May 2, 2007 12:46 GMT  ·  By

A single isolated burst of extreme-ultraviolet light has been created by researchers in Italy and it's the shortest artificial light pulse yet, lasting for only 130 attoseconds (billionths of a billionth of a second).

It's been dubbed the Attoway and it is supposed to help scientists understand and control extremely rapid processes involving electrons in atoms and molecules that exist in a subatomic world that moves so fast that it's way beyond our own natural sight capabilities.

For instance, if we consider the duration of this light pulse to be of 1 second instead of 130 attoseconds, the actual second would last for 243 million years, about the same time that has passed since the first dinosaurs walked the Earth.

So, to try and understand this fast paced world, scientists will shine this ultrashort light pulse on atoms and molecules in the hope of revealing new details of their inner workings to provide benefits to fundamental science as well as potential industrial applications such as better controlling chemical reactions.

The new development was made at Italy's National Laboratory for Ultrafast and Ultraintense Optical Science in Milan (as well as laboratories in Padua and Naples) and results were encouraging, even giving them hope that their current technique will allow them to create even shorter pulses well below 100 attoseconds.

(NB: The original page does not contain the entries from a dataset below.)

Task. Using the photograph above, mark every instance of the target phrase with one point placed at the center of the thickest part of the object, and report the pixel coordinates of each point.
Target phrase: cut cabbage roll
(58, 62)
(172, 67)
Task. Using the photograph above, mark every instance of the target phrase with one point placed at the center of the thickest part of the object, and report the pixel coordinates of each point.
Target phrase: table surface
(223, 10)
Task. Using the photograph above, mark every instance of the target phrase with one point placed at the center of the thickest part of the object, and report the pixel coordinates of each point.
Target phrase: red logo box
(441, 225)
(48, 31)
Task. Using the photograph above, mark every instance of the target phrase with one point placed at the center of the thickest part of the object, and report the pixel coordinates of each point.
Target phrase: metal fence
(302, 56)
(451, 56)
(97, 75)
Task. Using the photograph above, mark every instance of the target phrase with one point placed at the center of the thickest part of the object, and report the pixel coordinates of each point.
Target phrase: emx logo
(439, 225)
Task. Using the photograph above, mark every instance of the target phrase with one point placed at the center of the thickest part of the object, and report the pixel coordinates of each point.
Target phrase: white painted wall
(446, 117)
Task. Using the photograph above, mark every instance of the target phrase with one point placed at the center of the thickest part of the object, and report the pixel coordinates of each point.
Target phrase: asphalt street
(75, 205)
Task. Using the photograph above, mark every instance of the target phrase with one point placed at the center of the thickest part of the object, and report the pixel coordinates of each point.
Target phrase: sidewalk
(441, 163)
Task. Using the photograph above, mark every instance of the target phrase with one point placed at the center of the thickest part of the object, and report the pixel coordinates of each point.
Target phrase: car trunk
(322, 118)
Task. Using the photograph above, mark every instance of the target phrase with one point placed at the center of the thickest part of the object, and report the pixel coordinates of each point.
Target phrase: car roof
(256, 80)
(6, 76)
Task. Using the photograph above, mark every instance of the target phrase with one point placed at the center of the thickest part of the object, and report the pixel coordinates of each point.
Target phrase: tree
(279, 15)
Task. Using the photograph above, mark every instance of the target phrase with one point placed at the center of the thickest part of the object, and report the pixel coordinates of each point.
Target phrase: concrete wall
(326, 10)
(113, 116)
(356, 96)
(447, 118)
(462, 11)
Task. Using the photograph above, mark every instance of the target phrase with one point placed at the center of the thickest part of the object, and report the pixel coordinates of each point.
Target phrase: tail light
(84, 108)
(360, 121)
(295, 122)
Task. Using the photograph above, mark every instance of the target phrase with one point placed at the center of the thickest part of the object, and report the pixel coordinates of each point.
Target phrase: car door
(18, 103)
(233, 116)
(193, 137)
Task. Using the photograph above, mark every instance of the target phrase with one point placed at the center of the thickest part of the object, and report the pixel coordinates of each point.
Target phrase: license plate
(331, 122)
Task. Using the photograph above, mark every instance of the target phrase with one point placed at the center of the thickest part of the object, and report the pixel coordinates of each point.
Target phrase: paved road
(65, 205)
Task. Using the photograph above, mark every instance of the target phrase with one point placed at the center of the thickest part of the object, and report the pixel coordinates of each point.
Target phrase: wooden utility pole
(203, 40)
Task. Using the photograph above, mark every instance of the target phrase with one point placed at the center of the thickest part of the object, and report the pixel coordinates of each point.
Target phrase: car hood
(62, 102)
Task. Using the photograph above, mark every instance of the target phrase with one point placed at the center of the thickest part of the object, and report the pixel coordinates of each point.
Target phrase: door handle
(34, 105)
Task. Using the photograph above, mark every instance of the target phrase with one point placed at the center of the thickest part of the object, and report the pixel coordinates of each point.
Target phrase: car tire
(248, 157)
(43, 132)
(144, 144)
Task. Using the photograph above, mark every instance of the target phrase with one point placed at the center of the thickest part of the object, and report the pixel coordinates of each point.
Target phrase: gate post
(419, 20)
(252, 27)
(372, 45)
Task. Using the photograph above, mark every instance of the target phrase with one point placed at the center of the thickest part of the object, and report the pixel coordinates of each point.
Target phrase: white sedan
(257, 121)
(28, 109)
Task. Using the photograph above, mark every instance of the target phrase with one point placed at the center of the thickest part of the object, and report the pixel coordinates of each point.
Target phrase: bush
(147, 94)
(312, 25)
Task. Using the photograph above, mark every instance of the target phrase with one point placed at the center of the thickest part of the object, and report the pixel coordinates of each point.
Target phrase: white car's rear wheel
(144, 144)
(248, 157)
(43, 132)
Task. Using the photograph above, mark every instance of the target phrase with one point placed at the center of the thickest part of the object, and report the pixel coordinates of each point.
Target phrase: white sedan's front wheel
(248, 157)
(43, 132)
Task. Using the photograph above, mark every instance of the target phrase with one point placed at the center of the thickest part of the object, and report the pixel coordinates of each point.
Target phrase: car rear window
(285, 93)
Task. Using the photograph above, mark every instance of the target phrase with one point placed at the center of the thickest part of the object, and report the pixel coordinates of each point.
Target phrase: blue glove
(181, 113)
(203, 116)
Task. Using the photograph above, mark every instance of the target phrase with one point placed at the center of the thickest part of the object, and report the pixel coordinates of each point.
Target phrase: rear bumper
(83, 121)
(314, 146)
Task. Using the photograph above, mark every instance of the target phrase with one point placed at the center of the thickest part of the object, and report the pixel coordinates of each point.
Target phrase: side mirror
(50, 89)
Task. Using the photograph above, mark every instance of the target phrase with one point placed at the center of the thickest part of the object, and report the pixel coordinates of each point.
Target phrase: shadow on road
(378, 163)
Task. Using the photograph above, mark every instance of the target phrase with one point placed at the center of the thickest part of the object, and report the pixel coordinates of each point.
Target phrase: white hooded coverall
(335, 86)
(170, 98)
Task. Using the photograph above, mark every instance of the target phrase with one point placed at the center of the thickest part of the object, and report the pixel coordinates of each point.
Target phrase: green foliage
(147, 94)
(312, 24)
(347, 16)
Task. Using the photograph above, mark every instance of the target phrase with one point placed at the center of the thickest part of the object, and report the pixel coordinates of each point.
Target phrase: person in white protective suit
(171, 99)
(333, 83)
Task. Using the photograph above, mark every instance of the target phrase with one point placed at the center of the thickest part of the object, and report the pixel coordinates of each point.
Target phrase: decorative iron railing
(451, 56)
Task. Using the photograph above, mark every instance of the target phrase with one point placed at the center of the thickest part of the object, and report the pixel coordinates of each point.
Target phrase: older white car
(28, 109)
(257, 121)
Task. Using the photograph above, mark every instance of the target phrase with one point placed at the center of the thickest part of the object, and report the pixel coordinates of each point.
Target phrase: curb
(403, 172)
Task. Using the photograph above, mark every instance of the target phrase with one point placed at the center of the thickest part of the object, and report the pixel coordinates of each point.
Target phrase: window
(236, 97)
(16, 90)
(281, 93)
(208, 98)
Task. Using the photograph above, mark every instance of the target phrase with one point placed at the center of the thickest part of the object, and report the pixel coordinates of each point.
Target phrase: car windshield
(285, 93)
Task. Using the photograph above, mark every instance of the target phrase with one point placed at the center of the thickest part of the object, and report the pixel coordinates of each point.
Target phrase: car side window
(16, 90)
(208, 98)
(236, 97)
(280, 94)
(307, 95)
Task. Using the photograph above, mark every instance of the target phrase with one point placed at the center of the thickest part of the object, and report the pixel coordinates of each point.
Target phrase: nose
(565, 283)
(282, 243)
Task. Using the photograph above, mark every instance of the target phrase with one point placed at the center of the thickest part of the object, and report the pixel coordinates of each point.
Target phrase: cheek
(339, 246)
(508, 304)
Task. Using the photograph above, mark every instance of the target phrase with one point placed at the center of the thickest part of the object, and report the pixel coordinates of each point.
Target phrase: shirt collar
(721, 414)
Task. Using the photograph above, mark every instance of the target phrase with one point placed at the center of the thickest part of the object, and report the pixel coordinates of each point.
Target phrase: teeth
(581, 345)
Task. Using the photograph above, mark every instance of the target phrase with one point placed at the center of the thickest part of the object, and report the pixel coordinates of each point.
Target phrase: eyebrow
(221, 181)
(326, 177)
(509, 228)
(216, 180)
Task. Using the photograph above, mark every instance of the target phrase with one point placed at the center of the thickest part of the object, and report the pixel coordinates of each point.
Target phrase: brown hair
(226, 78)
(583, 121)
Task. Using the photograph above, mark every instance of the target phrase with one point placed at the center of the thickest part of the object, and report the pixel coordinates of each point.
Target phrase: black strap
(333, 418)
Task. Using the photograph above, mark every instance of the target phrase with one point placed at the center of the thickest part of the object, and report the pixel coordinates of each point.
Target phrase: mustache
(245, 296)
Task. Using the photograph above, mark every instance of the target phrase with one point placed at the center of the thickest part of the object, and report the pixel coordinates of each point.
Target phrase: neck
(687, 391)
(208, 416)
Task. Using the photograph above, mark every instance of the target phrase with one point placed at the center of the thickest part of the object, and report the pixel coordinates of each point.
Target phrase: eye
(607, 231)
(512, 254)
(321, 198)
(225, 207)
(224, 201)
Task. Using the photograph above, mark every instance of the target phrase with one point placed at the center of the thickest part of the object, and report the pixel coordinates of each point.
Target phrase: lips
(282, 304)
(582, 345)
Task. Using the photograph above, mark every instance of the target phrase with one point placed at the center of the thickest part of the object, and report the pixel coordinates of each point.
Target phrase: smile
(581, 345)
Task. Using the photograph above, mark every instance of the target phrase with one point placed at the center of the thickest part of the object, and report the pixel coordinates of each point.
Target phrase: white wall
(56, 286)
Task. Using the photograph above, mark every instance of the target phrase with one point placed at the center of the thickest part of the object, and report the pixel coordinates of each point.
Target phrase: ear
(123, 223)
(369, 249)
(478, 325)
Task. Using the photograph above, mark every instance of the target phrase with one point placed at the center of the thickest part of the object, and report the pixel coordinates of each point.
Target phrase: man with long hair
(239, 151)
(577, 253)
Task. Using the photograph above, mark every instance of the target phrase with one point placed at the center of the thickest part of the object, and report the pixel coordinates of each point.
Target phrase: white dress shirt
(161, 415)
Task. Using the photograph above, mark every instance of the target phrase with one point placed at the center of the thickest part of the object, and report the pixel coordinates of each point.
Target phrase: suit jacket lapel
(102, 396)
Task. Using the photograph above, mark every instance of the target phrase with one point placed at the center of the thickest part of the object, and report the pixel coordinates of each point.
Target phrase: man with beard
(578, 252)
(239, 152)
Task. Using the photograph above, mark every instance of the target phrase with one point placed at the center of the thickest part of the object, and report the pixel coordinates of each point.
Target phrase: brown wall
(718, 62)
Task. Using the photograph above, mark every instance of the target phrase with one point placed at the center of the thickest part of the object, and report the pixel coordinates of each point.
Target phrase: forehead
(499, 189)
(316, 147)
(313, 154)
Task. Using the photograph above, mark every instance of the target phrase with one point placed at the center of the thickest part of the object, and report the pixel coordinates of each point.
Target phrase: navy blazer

Actually, creating a single isolated attosecond pulse, instead of a train of them is quite a complex job and for this they used their previous technique employing intense short (5 femtoseconds, or millionths of a billionth of a second) laser pulses to an argon gas target and added new optical techniques, including the ones borrowed from the research that won the 2005 Nobel Prize in Physics, for creating and shaping a single attosecond pulse.

These isolated attosecond pulses promise to probe the electron phenomena such as "wave packets", which are specially modified electron waves inside atoms and molecules that may help researchers use lasers to change the course of chemical reactions for scientific and practical uses, such as controlling the breaking of bonds in complex molecules for medical and pharmaceutical applications.